Even though I make my living in the advertising and media business, and have always been quite liberal in my views on when and where ad messages should appear (my own family and most of the tenants in my co-op stopped speaking to me when I proposed hanging a 10-story billboard on the back of the building to raise revenue), there have always been a few places even I deemed sacrosanct, and books were one of them.
But Amazon is one of the most successful and innovative companies in the world, rivaling even Apple in its repeated ability to actually mold consumer behavior around emerging new technologies. The move for me to Amazon's e-reader from paper books last year was swift. Just a few months before it became my primary reading source I was pretty adamant that I was a "real book in my hand" person. But the convenience of accessing any book and downloading it in seconds was just too compelling. All part of the steady march towards being able to consume any piece of media anywhere, at any time - with advertisers breathlessly trying to keep up.

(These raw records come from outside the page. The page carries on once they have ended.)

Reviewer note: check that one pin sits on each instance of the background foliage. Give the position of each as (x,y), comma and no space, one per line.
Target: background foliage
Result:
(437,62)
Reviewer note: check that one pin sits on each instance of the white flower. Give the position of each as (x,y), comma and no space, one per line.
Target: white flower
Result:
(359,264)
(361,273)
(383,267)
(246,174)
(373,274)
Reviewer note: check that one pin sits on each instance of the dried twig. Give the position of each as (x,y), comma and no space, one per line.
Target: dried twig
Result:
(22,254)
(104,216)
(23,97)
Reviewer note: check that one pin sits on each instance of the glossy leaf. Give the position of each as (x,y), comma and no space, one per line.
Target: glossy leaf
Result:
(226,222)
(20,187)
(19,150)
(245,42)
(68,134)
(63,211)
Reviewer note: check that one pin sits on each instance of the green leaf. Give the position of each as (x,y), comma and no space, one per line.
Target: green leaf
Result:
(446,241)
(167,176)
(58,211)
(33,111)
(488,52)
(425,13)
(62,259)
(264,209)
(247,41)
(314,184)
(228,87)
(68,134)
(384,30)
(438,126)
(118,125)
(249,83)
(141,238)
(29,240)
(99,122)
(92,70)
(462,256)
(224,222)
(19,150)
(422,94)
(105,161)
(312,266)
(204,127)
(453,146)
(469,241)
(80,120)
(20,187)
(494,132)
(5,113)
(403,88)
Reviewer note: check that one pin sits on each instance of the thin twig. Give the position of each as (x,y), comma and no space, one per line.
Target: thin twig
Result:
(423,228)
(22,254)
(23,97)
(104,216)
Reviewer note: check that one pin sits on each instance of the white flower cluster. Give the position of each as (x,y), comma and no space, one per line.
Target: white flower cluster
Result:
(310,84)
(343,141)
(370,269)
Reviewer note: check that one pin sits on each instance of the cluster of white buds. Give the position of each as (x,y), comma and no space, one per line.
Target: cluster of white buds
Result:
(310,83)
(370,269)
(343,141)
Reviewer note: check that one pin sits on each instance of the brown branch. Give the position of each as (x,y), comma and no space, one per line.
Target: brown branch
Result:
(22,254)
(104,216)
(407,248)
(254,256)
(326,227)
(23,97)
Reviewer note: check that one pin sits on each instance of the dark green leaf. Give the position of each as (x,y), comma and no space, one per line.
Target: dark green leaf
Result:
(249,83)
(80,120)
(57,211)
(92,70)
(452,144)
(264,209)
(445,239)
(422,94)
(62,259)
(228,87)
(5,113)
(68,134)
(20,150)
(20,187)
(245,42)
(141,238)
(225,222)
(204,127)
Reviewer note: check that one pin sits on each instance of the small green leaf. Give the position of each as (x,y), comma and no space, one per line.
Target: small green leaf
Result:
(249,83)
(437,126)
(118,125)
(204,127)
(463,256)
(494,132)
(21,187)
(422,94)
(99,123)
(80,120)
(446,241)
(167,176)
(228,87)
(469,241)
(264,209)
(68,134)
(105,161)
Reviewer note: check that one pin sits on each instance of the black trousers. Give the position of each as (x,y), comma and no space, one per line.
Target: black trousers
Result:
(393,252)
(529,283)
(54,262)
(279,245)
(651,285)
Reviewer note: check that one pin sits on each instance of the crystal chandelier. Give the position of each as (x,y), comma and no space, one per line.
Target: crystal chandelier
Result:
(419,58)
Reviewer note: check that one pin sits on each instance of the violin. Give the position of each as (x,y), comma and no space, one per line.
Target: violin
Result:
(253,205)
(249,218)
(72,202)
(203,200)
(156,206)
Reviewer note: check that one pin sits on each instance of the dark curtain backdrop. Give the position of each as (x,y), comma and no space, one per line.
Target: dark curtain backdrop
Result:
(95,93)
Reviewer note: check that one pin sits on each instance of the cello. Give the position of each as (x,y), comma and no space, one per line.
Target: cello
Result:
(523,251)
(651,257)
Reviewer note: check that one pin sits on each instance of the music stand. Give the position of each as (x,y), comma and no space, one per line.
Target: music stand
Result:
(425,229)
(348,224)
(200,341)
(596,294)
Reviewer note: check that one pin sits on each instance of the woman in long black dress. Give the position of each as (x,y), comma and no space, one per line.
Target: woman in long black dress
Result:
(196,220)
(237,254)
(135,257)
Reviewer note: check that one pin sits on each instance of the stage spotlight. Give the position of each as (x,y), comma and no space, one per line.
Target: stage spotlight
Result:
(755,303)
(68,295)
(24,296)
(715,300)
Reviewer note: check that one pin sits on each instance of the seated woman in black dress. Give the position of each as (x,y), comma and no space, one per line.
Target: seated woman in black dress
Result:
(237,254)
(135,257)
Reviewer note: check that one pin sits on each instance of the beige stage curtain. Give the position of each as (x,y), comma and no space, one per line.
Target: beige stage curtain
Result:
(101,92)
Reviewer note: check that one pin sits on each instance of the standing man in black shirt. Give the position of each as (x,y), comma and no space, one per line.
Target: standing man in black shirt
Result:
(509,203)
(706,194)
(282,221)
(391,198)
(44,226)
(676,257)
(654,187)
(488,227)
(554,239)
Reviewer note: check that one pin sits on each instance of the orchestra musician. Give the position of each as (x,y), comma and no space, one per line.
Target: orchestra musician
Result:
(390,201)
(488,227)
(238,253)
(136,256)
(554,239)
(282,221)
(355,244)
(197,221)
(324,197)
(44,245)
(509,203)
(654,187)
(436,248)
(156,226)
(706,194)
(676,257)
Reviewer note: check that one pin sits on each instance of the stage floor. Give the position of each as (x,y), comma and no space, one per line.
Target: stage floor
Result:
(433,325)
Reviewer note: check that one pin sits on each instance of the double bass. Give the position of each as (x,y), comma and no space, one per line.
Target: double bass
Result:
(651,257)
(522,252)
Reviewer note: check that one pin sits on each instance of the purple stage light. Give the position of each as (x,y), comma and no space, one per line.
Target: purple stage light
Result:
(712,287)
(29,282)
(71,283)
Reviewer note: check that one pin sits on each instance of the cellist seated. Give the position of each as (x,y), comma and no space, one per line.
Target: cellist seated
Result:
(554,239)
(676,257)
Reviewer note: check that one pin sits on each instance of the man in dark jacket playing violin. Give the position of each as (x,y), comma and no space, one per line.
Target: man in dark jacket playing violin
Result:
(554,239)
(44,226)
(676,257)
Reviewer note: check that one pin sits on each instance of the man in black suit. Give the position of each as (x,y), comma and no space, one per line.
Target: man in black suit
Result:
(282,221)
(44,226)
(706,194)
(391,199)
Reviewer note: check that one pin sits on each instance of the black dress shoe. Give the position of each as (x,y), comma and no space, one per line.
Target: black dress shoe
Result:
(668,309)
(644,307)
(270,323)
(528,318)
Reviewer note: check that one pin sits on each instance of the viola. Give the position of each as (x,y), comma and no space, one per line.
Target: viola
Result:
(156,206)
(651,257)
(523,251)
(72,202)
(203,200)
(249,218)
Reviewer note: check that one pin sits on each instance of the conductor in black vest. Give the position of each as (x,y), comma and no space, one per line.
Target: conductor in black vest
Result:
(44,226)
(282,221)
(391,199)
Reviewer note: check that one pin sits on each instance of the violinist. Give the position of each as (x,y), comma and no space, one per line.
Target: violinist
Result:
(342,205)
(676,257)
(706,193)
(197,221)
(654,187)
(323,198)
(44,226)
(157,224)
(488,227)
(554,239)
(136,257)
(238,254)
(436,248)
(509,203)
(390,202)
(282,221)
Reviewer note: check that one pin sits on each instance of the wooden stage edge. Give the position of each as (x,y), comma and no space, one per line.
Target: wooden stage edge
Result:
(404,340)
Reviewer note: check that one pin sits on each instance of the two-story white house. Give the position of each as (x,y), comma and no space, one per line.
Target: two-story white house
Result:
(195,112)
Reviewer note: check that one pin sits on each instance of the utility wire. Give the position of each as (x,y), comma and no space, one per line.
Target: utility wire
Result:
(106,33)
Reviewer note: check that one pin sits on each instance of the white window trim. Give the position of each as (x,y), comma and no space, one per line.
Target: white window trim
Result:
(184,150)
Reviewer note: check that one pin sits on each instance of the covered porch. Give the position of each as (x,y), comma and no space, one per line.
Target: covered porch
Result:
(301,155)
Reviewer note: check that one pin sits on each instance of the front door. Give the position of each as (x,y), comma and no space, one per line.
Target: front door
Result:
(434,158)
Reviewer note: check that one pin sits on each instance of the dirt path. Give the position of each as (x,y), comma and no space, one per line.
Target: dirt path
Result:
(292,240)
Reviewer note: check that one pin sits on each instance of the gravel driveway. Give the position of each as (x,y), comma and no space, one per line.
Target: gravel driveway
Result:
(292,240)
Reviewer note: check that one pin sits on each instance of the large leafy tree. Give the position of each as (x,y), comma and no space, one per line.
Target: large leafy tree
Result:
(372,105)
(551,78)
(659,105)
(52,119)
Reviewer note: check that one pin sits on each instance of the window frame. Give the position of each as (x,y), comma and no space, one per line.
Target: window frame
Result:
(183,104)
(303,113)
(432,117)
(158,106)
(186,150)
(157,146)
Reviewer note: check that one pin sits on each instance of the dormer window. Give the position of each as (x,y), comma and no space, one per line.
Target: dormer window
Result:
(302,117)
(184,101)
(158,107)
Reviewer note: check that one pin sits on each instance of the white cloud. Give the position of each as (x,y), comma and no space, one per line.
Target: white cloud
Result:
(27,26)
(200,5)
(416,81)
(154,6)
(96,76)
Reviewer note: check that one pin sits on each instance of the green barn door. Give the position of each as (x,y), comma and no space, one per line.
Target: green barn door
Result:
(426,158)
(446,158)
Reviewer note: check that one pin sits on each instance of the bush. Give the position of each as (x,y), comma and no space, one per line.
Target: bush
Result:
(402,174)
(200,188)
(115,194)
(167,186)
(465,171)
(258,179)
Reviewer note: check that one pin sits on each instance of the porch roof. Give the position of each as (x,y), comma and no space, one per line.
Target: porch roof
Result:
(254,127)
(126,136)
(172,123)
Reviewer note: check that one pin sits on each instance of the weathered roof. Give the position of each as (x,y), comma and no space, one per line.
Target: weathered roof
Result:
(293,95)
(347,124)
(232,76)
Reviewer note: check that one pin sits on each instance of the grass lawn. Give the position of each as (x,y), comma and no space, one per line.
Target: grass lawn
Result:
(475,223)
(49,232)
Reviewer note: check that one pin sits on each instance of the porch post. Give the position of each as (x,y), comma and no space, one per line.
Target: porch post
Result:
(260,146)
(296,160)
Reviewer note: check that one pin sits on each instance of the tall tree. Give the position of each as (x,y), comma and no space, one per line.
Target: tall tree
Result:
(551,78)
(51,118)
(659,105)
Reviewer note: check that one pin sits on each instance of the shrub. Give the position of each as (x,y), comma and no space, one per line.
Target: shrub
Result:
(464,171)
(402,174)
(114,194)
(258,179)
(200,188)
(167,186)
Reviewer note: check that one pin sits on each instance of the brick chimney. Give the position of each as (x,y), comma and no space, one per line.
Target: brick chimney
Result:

Amazon's move to provide an "ad supported" discount represents just one small innovative move in what is becoming an epic transformation of the advertising business, well masked by the continued vibrancy of the 50-year-old, unchanged TV advertising marketplace. Along with the power consumers are gaining over what they see and when, they are being given more choices of what ads they see (if any). In environments where ad choice is not an option (TV in particular), advertisers are insisting on tools and platforms that provide more finely tuned targeting and accountable ROI.
It all leads to a much more mutually beneficial and comfortable relationship between consumers and advertisers. (Provided media companies and advertisers play above boards and squeaky clean with privacy protocol.) I can listen to Pandora for free with ads or pay a monthly subscription and not see/hear any; and when I am exposed to ads, they will be relevant, based on my location and demo data gleaned from my listening patterns.
I can watch 30 Rock on TV with a full ad load, on Hulu with a smaller, more targeted load, or buy an entire season with no ads for $33.99.
I will see mini-van commercials in "The Bourne Supremacy" on TBS and my swinging neighbor will see ads for sports cars at the same time in the same movie.
And coming shortly, which is sure to cause quite a stir, ads in the actual books on the Kindle and other e-readers. I'm sure they will be discreetly integrated into the reading experience, with an appealing discount attached.